13. Parimenti inammissibile risulta il vizio prospettato con riferimento alla questione relativa alla disciplina in tema di onere della prova che il giudice contabile avrebbe stravolto, tale rilievo risolvendosi nella verifica delle modalità di esercizio della giurisdizione contabile che esula dal controllo riservato a queste Sezioni Unite, attenendo ai c.d. limiti interni di quella giurisdizione al cui interno la sentenza impugnata ha rinvenuto, artiche attraverso la perizia prodotta dalla Procura contabile, gli elementi dimostrativi dell’accertata responsabilità per danno erariale.

13. Sulla base di tali considerazioni il ricorso va dichiarato inammissibile.
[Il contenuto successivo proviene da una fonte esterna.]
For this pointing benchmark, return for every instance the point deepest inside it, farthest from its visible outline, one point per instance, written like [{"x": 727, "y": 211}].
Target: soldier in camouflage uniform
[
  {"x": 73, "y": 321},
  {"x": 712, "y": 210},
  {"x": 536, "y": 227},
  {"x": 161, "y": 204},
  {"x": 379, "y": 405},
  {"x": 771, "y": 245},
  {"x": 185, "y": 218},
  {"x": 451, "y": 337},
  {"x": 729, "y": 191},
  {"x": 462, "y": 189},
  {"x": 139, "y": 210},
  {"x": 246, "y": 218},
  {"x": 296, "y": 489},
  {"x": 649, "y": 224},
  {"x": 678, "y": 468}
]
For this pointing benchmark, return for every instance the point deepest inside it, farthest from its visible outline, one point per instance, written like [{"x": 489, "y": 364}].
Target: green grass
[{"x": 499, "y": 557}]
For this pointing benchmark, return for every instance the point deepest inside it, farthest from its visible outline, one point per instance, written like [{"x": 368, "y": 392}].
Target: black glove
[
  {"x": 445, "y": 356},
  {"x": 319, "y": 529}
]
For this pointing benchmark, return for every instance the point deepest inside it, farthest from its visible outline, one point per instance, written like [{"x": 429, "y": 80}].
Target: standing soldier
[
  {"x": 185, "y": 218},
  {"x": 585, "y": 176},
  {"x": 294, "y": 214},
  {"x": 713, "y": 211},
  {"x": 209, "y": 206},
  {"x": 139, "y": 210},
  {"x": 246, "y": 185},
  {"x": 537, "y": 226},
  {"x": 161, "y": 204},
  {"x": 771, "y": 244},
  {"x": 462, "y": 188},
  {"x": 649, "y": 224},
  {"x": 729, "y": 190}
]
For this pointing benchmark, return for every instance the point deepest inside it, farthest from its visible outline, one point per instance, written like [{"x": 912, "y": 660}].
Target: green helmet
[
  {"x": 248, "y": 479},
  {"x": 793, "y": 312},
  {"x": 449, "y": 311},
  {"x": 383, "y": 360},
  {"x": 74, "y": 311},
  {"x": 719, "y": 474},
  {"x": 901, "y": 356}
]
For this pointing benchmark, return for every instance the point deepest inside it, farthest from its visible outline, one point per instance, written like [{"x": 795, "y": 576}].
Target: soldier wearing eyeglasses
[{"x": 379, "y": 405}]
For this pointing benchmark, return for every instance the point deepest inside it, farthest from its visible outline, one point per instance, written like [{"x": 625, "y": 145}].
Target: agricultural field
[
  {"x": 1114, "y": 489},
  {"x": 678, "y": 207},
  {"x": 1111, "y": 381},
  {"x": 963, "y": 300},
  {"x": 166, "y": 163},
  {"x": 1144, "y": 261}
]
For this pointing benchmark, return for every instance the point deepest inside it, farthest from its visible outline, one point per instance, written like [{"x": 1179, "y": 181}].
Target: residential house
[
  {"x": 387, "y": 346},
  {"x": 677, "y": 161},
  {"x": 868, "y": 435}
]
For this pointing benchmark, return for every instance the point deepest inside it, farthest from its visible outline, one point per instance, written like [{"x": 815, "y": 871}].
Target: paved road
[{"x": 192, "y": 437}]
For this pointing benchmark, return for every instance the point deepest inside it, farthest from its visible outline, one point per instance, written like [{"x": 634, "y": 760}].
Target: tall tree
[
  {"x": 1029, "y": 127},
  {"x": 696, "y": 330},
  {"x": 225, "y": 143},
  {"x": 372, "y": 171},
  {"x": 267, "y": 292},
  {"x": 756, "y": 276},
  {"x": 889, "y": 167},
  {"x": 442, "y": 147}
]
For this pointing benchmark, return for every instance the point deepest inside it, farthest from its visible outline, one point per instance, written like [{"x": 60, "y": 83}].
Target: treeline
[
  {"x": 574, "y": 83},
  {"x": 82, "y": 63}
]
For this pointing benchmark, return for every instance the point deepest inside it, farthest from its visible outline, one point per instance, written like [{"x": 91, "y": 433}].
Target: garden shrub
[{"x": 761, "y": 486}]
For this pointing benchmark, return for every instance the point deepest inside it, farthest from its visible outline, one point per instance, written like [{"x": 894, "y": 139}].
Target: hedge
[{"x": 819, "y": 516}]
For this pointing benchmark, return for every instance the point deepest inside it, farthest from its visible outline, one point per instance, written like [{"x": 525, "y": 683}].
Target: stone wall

14. Nulla sulle spese, dandosi atto che non vi è luogo a pronunzia sulle spese del giudizio di legittimità, atteso che il Procuratore Generale della Corte dei Conti, contraddittore dei ricorrenti soccombenti, è parte soltanto formale; sussistono invece i presupposti processuali di cui al D.P.R. 30 maggio 2002, n. 115, art. 13, comma 1 quater, introdotto dalla L. 24 dicembre 2012, n. 228, art. 1, comma 17, per il versamento, da parte degli stessi ricorrenti, dell’ulteriore importo a titolo di contributo unificato, pari a quello, ove dovuto, per l’impugnazione (Cass., S.U., n. 23535/2019).

P.Q.M.

Dichiara inammissibile il ricorso.

Dà atto dei presupposti processuali di cui al D.P.R. 30 maggio 2002, n. 115, art. 13, comma 1 quater, introdotto dalla L. 24 dicembre 2012, n. 228, art. 1, comma 17, per il versamento, da parte degli stessi ricorrenti, dell’ulteriore importo a titolo di contributo unificato, pari a quello, ove dovuto, per l’impugnazione.

Così deciso in Roma, dalle Sezioni Unite Civili, il 21 luglio 2020.